He Y G, McCulley J P
Department of Ophthalmology, University of Texas Southwestern Medical Center, Dallas.
Curr Eye Res. 1991 Sep;10(9):851-63. doi: 10.3109/02713689109013881.
Three fundamental in vitro experiments have been done in the present report: 1) comparison of three different nutrient media on their abilities to culture and passage the human corneal epithelial cells; 2) evaluation of the ability of extracellular matrix material to promote the growth of cultured human corneal epithelium on collagen corneal shields; and 3) determination of the feasibility of the shield to serve as a carrier for the transfer of cultured cells to allogeneic, denuded corneal surface in vitro. Primary cultures of human corneal epithelium were established from explants which were obtained from limbal and peripheral corneal tissue by three different nutrient media respectively: KGM (Keratinocyte Growth Medium), SHEM (Supplemental Hormonal Epithelial Medium), and one combination of the two media (KGM/SHEM). We found the KGM/SHEM combination to be more favorable because morphology was better preserved, the proliferation rate increased five-fold over the 14 days observed time course, and we were able to subculture the tissue for at least three passages. With this combined medium, a suspension of cultured corneal epithelial cells (5 x 10(5)/ml) was seeded onto either the concave surface of collagen corneal shields or onto shields which had been coated with extracellular matrix materials (Matrigel or type IV collagen). The cells attached readily to all the coated shields (20/20) but to only a few of the uncoated shields (3/10), and formed a stratified tissue (2 to 3 layers) within seven days once the cells attached. However, the cells on the shields coated with Matrigel failed to become confluent under these conditions. The stratified tissue on type IV collagen coated shields could then be subsequently transferred to denuded human corneal stroma in organ culture by placing them together and incubating for 2-7 days. After that, histologic examinations showed that the epithelial cells had attached tightly to the recipient stromal surface, even after the removal of the collagen shield.

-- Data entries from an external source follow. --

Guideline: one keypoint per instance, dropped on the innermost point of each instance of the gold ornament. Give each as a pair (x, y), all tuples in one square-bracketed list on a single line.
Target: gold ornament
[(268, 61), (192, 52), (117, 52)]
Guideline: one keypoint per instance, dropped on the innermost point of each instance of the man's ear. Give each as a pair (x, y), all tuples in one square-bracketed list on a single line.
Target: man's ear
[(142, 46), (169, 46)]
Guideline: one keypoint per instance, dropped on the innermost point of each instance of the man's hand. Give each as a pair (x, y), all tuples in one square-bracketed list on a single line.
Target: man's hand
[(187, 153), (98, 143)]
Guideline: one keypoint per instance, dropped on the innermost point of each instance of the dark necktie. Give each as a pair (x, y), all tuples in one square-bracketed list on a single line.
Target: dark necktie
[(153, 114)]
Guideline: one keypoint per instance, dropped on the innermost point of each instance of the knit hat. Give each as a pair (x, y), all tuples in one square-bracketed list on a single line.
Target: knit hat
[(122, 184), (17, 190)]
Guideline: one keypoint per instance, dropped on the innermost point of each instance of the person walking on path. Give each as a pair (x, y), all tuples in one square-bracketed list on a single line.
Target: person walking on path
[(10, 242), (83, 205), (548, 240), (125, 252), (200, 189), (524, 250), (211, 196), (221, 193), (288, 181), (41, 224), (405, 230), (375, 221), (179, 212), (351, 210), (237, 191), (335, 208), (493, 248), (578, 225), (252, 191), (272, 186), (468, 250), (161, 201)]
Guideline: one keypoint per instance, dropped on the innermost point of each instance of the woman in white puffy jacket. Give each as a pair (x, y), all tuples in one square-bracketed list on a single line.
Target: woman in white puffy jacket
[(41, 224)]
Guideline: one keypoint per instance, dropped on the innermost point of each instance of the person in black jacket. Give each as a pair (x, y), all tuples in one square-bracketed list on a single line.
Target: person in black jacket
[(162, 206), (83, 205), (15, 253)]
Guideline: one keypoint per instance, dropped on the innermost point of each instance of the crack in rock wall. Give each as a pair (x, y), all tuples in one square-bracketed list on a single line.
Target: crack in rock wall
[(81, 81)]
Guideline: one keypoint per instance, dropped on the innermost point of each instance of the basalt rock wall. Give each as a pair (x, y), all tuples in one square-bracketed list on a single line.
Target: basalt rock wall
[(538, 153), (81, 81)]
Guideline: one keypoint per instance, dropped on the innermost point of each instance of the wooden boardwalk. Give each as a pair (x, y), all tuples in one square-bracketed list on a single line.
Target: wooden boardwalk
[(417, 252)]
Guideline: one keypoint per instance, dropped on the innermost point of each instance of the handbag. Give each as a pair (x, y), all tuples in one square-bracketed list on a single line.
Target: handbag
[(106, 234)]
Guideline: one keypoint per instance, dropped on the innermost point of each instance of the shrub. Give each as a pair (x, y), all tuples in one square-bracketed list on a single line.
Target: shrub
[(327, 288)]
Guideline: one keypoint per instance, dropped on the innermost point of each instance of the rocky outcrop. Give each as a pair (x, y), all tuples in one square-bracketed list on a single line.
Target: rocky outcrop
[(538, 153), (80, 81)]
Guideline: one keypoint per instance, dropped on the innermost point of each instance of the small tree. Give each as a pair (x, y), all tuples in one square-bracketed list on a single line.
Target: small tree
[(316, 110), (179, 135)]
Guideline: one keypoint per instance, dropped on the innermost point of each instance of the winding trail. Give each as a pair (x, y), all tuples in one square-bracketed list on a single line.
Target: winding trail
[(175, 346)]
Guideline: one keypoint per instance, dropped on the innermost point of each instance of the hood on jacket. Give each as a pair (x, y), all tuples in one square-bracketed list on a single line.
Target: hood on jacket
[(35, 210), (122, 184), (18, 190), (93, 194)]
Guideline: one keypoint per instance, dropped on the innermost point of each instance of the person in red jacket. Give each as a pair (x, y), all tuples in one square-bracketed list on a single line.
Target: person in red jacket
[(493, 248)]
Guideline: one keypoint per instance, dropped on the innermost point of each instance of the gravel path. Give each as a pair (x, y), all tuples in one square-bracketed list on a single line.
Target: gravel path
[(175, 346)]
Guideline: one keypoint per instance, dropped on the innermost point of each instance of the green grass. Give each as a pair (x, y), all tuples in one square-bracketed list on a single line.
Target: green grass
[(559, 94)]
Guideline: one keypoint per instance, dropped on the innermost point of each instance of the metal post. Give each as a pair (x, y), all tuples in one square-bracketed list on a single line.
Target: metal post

1)比较三种不同营养培养基培养和传代人角膜上皮细胞的能力;2)评估细胞外基质材料促进胶原角膜盾上培养的人角膜上皮生长的能力;3)确定该角膜盾作为载体将培养细胞转移至体外同种异体、无上皮的角膜表面的可行性。分别采用三种不同营养培养基:角质形成细胞生长培养基(KGM)、补充激素上皮培养基(SHEM)以及两种培养基的组合(KGM/SHEM),从角膜缘和周边角膜组织获取外植体建立人角膜上皮原代培养。我们发现KGM/SHEM组合更具优势,因为其形态保存更佳,在观察的14天时间进程中增殖率提高了五倍,并且我们能够将组织传代至少三次。使用这种组合培养基,将培养的角膜上皮细胞悬液(5×10⁵/ml)接种到胶原角膜盾的凹面或已涂覆细胞外基质材料(基质胶或IV型胶原)的盾上。细胞很容易附着在所有涂覆的盾上(20/20),但仅附着在少数未涂覆的盾上(3/10),并且一旦细胞附着,在七天内形成分层组织(2至3层)。然而,在这些条件下,基质胶涂覆的盾上的细胞未能汇合。然后,通过将IV型胶原涂覆的盾上的分层组织与无上皮的人角膜基质一起放置并孵育2至7天,可将其转移至器官培养中的无上皮人角膜基质。之后,组织学检查表明,即使去除胶原盾后,上皮细胞仍紧密附着于受体基质表面。